Mitch McConnell abruptly changed the rules surrounding impeachment trial
Changes came after moderate Sen. Susan Collins and others objected
Sen. Charles Schumer and other Democrats accused McConnell of a ‘cover up’ with his rules proposal
‘It appears Leader McConnell decided to go along with the president’s desire to cover up his wrongdoing,’ Senate Democratic Leader Chuck Schumer told reporters on Tuesday before the trial began.
But while McConnell can afford to lose Democratic support, he can’t afford to lose any of his Republican senators as his party only has a three-vote majority.
And thus the changes were made. And they came so quickly they were simply hand written on the original resolution instead of a fresh copy being submitted.
McConnell’s new resolution, proposed by the Senate Republican Leader on Tuesday, also automatically enters the House evidence against the president into the Senate record instead of the senators having to vote on making that happen.
Republican Senator Rob Portman of Ohio was another lawmaker who raised concerns about McConnell’s original resolution, CNN reported.
He told the network that two long days in the chamber for each side to present their case could make it appear Republicans were trying to jam Democrats.
Changes to McConnell’s resolution were made so fast they were hand written
‘I hope that can be worked out,’ he said. ‘I’m told it’s being worked on.’
Republican moderate Senators Mitt Romney of Utah and Lisa Murkowski of Alaska are also being closely watched for their take on the rules governing the presidential’s trial.
Democrats only need four Republican votes to get their way on the rules.
Trump’s trial got off to an angry clash on Tuesday as Rep. Adam Schiff accusing the president of engaging in a ‘corrupt’ effort to get Ukraine to help him ‘cheat’ in his reelection.

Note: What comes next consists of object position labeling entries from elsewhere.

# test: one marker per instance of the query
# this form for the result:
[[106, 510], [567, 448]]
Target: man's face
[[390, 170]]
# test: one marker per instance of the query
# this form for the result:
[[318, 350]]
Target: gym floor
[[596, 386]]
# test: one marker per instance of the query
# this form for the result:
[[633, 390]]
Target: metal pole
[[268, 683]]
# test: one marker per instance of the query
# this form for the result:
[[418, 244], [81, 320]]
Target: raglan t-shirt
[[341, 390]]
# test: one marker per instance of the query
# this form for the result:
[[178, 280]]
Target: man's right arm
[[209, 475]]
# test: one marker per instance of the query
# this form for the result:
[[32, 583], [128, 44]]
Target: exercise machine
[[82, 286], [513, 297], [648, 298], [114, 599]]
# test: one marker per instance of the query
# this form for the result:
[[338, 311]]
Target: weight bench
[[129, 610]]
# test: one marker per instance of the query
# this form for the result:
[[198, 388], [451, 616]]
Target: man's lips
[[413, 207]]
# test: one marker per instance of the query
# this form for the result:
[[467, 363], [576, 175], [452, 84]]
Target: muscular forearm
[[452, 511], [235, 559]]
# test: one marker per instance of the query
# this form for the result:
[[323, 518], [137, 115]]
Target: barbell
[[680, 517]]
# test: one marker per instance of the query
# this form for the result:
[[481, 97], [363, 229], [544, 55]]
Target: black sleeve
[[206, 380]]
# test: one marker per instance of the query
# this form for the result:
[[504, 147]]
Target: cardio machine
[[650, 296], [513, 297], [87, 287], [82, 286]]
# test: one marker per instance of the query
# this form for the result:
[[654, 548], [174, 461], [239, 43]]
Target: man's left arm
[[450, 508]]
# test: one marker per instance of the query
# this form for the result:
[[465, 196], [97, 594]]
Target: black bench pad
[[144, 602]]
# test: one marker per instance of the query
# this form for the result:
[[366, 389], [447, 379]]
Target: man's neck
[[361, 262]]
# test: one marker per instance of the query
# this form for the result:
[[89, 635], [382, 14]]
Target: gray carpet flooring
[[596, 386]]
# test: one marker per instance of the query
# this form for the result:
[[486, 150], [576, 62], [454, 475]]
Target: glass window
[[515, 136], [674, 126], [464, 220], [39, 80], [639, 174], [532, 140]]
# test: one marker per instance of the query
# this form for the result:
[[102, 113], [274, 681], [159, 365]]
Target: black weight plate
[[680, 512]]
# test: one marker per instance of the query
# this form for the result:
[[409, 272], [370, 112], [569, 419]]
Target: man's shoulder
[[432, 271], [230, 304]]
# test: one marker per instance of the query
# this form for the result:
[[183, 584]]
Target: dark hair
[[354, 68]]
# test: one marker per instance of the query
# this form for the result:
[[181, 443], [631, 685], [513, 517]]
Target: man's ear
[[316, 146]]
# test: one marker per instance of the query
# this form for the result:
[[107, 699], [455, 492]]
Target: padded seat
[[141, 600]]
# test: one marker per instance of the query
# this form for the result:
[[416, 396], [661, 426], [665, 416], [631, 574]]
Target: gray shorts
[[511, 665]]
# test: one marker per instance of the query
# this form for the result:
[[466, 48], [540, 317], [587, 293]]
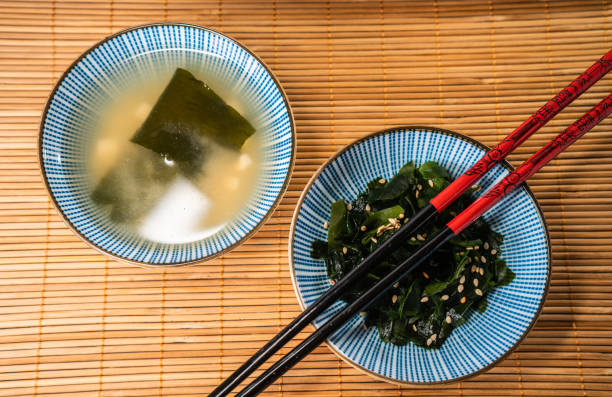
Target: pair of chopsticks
[[435, 206]]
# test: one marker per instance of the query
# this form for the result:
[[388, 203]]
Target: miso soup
[[173, 161]]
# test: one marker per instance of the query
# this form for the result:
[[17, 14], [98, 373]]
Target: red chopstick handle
[[529, 167], [524, 131]]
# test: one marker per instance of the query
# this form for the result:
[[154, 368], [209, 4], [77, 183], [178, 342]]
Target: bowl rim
[[442, 131], [239, 242]]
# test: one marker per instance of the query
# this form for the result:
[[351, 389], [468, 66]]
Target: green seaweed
[[186, 114], [402, 314]]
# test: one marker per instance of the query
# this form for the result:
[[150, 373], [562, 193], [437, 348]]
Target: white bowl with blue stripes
[[485, 338], [138, 53]]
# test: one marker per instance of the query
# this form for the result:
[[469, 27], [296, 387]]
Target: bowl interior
[[486, 337], [136, 55]]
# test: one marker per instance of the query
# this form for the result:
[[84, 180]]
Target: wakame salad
[[426, 305]]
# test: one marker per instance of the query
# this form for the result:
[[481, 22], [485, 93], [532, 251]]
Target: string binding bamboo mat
[[74, 323]]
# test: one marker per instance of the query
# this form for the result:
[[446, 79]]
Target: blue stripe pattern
[[135, 55], [485, 337]]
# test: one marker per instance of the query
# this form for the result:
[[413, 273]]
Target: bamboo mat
[[74, 323]]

Schiff, a California Democrat who is heading a team of impeachment managers, made his case before 100 senators seated at their desks – telling them they must provide for a ‘fair trial’ that lets each side make its case. But his initial argument, put forward over the rules of the trial themselves, didn’t keep him from digging into the Ukraine affair that constitutes the first article of impeachment against him.
President Trump ‘seeks the full and complete destruction of a co-equal branch of government,’ said Schiff, who played video of Trump saying the Constitution’s Article II gives him the power to ‘do whatever I want.’
Trump’s attorneys, led by White House Counsel Pat Cipollone, argued the president did not commit an impeachable offense.
President Trump’s lawyers argued Democrats have no case against the president
Republican Sen. Rob Portman (left), seen with Sens. Shelley Moore Capito and John Barrasso, also expressed concerns about the rules governing the trial
Senators Mitt Romney (left) and Lisa Murkowski (right) are being watched for their votes
‘They have no case. Frankly, they have no charge,’ he said in his opening remarks.
Trump, meanwhile, in Davos for the World Economic Forum, called the proceedings ‘a total hoax’ and said: ‘I’m sure it’s going to work out fine.’
The fireworks began at 1:17pm, as Chief Justice John Roberts took the chair – 17 minutes behind schedule – and began by swearing in Sen. James Inhofe, the Oklahoma Republican who missed the formal swearing in last week.
It is a dramatic moment in history: the Senate will now adjudicate just the third impeachment trial of a U.S. president, with Trump and his ‘perfect’ call to Ukraine on trial before a jury of 100 senators – 53 of them from the party the president has dominated for three years.
The day, thus far, has been dominated by procedural issues.
Schumer proposed an amendment to McConnell’s resolution laying out the trial process to allow Democrats to subpoena documents from the administration related to Trump’s communications with the president of the Ukraine and on intra-administration communication on the with holding – and later release – of U.S. military aid to the Ukraine.
‘Right off the bat Republican senators will face a choice about getting the facts or joining Leader McConnell and President Trump in covering them up,’ Schumer said Tuesday morning before he made his motion.